- Active: 1966.7 - 1985.9
- Country: People's Republic of China
- Branch: People's Liberation Army
- Type: Division
- Role: Infantry, Garrison

= 2nd Garrison Division of Lanzhou Military Region =

Independent Division of Shaanxi Provincial Military District ()(1st Formation) was formed in 1966 from the Public Security Contingent of Shaanxi province. The division was composed of five regiments (1st to 5th) and two independent battalions.

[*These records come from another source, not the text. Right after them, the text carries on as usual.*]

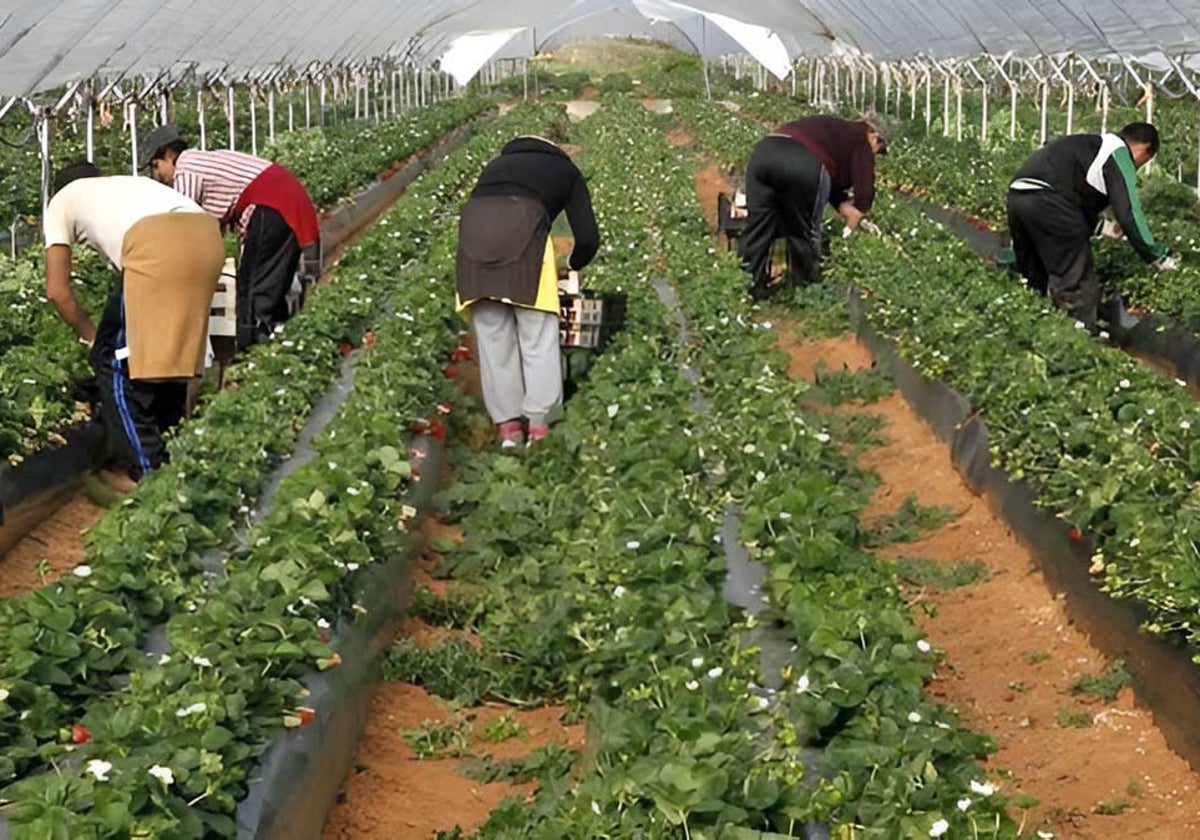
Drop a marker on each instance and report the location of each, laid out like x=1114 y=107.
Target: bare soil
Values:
x=1012 y=654
x=393 y=795
x=49 y=551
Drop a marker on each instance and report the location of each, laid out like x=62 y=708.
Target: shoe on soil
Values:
x=537 y=433
x=511 y=433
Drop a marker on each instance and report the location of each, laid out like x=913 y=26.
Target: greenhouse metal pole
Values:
x=90 y=143
x=42 y=126
x=199 y=115
x=231 y=118
x=929 y=100
x=983 y=83
x=253 y=124
x=1102 y=101
x=131 y=112
x=1195 y=93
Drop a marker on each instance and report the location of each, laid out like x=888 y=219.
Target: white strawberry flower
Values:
x=983 y=789
x=162 y=774
x=100 y=768
x=195 y=708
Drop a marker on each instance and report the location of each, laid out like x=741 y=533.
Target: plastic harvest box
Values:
x=589 y=319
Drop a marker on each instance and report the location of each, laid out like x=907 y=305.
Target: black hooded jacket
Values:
x=539 y=169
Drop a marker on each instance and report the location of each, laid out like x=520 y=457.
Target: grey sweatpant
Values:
x=519 y=360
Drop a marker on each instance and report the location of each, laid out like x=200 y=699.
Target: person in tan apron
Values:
x=508 y=285
x=150 y=341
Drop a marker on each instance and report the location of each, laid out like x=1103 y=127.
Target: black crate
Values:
x=589 y=319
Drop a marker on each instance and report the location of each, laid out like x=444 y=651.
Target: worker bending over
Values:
x=1055 y=203
x=268 y=207
x=151 y=336
x=791 y=175
x=508 y=283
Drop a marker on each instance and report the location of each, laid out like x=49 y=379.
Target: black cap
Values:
x=154 y=143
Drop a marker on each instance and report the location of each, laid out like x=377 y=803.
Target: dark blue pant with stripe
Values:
x=136 y=413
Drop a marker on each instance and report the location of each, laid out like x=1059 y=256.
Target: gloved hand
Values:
x=1168 y=263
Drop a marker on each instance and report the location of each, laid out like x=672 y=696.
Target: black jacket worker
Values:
x=792 y=174
x=1054 y=205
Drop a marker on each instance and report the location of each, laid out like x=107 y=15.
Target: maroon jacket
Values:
x=844 y=150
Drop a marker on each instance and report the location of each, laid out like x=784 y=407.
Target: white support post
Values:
x=232 y=118
x=253 y=125
x=91 y=129
x=199 y=115
x=131 y=112
x=1045 y=108
x=43 y=153
x=946 y=103
x=929 y=101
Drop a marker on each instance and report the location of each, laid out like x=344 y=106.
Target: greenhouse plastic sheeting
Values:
x=46 y=43
x=1164 y=675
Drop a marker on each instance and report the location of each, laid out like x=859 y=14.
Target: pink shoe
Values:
x=511 y=433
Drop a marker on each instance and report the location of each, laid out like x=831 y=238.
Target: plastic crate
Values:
x=223 y=312
x=589 y=319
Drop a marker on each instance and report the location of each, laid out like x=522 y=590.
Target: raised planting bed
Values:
x=1093 y=442
x=607 y=593
x=25 y=499
x=144 y=559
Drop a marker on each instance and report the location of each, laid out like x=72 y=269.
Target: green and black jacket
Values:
x=1092 y=172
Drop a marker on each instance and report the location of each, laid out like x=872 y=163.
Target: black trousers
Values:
x=786 y=193
x=269 y=259
x=1051 y=241
x=136 y=413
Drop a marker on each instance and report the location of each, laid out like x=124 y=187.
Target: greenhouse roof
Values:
x=46 y=43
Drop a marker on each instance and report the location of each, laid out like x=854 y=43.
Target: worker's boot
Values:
x=511 y=433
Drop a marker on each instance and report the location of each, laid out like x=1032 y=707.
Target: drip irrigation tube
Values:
x=297 y=781
x=39 y=485
x=34 y=490
x=743 y=585
x=1167 y=681
x=1156 y=337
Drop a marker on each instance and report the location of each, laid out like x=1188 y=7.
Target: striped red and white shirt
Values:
x=216 y=179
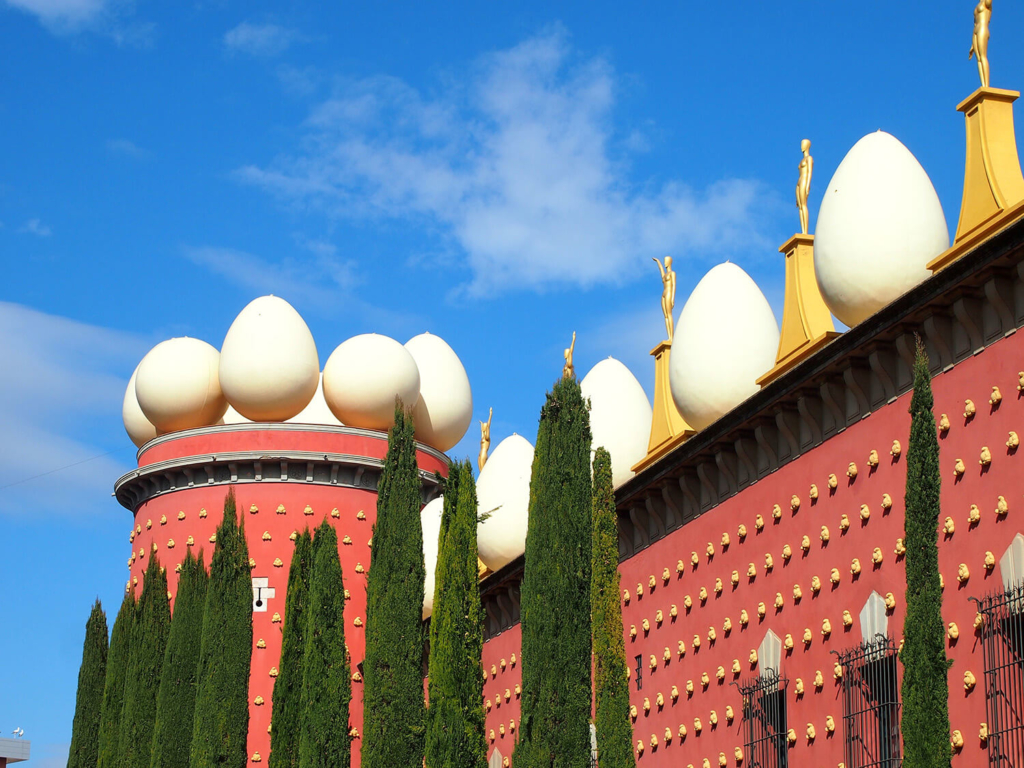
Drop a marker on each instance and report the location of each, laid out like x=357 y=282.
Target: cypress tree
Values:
x=455 y=718
x=114 y=687
x=221 y=720
x=91 y=678
x=176 y=698
x=611 y=693
x=286 y=719
x=555 y=602
x=394 y=712
x=925 y=721
x=326 y=686
x=145 y=660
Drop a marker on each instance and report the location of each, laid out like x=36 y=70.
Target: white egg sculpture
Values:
x=139 y=429
x=268 y=363
x=316 y=412
x=620 y=416
x=430 y=518
x=364 y=376
x=444 y=410
x=503 y=493
x=726 y=337
x=177 y=385
x=233 y=417
x=880 y=224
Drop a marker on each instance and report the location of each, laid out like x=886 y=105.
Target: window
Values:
x=870 y=705
x=1003 y=645
x=765 y=720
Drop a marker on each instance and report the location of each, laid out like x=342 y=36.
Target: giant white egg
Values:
x=363 y=378
x=620 y=416
x=726 y=337
x=503 y=493
x=444 y=410
x=316 y=412
x=430 y=518
x=139 y=429
x=880 y=224
x=177 y=385
x=268 y=361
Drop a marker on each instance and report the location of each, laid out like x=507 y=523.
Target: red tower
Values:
x=286 y=477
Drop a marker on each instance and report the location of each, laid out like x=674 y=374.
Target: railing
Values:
x=765 y=720
x=870 y=705
x=1003 y=643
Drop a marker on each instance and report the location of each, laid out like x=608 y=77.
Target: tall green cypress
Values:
x=394 y=712
x=925 y=721
x=91 y=678
x=555 y=602
x=456 y=718
x=176 y=698
x=221 y=720
x=327 y=688
x=144 y=665
x=611 y=692
x=114 y=688
x=287 y=717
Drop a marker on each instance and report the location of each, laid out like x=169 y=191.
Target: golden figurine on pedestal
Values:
x=484 y=439
x=668 y=293
x=568 y=371
x=804 y=183
x=979 y=43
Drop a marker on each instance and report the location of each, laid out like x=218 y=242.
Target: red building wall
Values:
x=974 y=379
x=159 y=522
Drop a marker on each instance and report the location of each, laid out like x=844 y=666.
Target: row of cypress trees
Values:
x=171 y=692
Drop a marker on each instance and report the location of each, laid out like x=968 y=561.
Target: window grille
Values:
x=1003 y=644
x=870 y=705
x=765 y=720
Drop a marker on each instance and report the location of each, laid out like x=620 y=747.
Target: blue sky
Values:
x=497 y=174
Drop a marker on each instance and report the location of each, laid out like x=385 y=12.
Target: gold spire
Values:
x=807 y=324
x=993 y=186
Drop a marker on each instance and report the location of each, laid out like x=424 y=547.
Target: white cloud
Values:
x=62 y=386
x=37 y=227
x=260 y=39
x=518 y=166
x=127 y=148
x=61 y=14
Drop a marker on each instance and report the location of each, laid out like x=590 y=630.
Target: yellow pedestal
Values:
x=807 y=324
x=993 y=186
x=668 y=428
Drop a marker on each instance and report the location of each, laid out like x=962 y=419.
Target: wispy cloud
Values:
x=519 y=165
x=64 y=383
x=260 y=39
x=37 y=227
x=127 y=148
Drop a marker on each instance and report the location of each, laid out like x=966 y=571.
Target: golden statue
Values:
x=484 y=439
x=979 y=44
x=668 y=293
x=804 y=183
x=568 y=371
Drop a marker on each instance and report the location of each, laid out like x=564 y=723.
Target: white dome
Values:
x=444 y=410
x=233 y=417
x=177 y=385
x=364 y=376
x=268 y=361
x=316 y=412
x=880 y=224
x=137 y=426
x=430 y=518
x=620 y=416
x=726 y=337
x=503 y=491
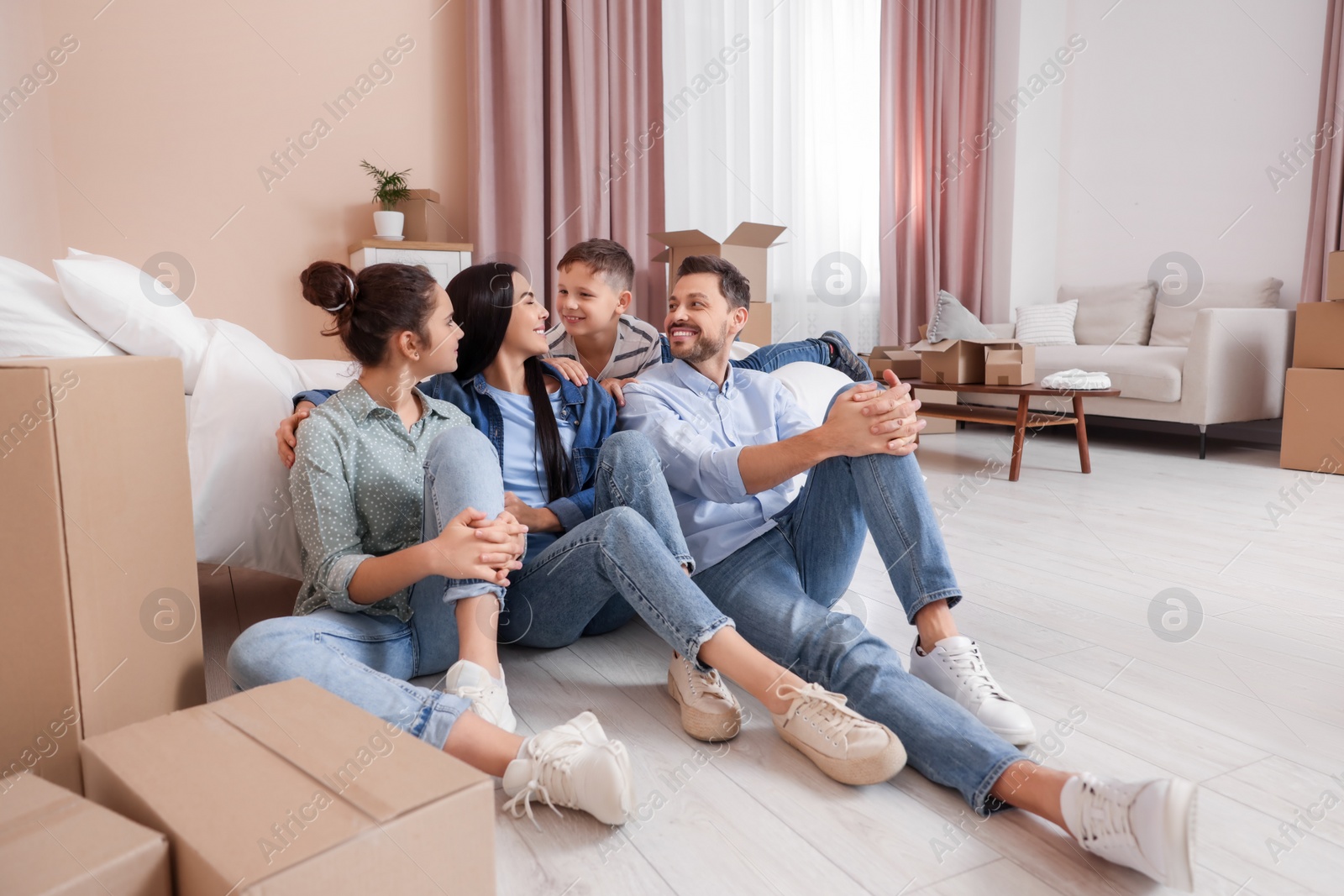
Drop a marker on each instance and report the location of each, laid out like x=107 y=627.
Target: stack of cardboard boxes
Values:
x=1314 y=396
x=284 y=789
x=746 y=249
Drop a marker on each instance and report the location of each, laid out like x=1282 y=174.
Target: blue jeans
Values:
x=780 y=589
x=625 y=559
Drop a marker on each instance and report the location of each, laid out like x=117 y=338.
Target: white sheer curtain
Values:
x=784 y=134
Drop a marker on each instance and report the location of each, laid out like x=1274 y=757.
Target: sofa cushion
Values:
x=1137 y=371
x=1120 y=315
x=1173 y=325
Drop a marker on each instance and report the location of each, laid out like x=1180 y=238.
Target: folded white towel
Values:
x=1075 y=379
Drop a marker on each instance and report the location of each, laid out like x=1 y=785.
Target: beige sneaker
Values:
x=848 y=747
x=709 y=710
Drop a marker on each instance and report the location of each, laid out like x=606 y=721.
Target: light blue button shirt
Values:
x=698 y=430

On April 18, 1969 it exchanged its position and designation with Independent Division of Gansu Provincial Military District and became the second formation of Independent Division of Gansu Provincial Military District() with 3 of its regiments (1st to 3rd). 4th Regiment and 5th Regiment was detached from the division. On the division's arrival, former 6th Regiment of Independent Division of Qinghai Provincial Military District joined the division and became its 4th Regiment.

In April 1971, the 5th Regiment was activated from 1st Independent Infantry Regiment of Gansu Provincial Military District. In May 1971, the 6th Regiment was activated. By then the division was composed of 10341 personnel.

In April 1976 the division was re-organized:
- Its 1st, 2nd and 6th Regiments were renamed as 1st, 2nd and 3rd Regiments;
- Its 3rd, 4th and 5th Regiments were detached from the division and renamed as 1st, 2nd and 3rd Independent Infantry Regiments of Gansu Provincial Military District.
- Independent Cavalry Regiment of Gansu Provincial Military District was attached and converted to Artillery Regiment.

The division reduced to about 5000 personnel during the re-organization. Soon it moved to Jingtai County, Gansu Province.

In 1979 the division was expanded to 7000 personnel. Engineer Battalion, Communication Battalion, Antiaircraft Artillery Battalion and NBC Defense Company were activated.

In January 1981 the division was re-organized and renamed as 2nd Garrison Division of Lanzhou Military Region() and reduced to 6500 personnel.

In September 1985 the division was disbanded.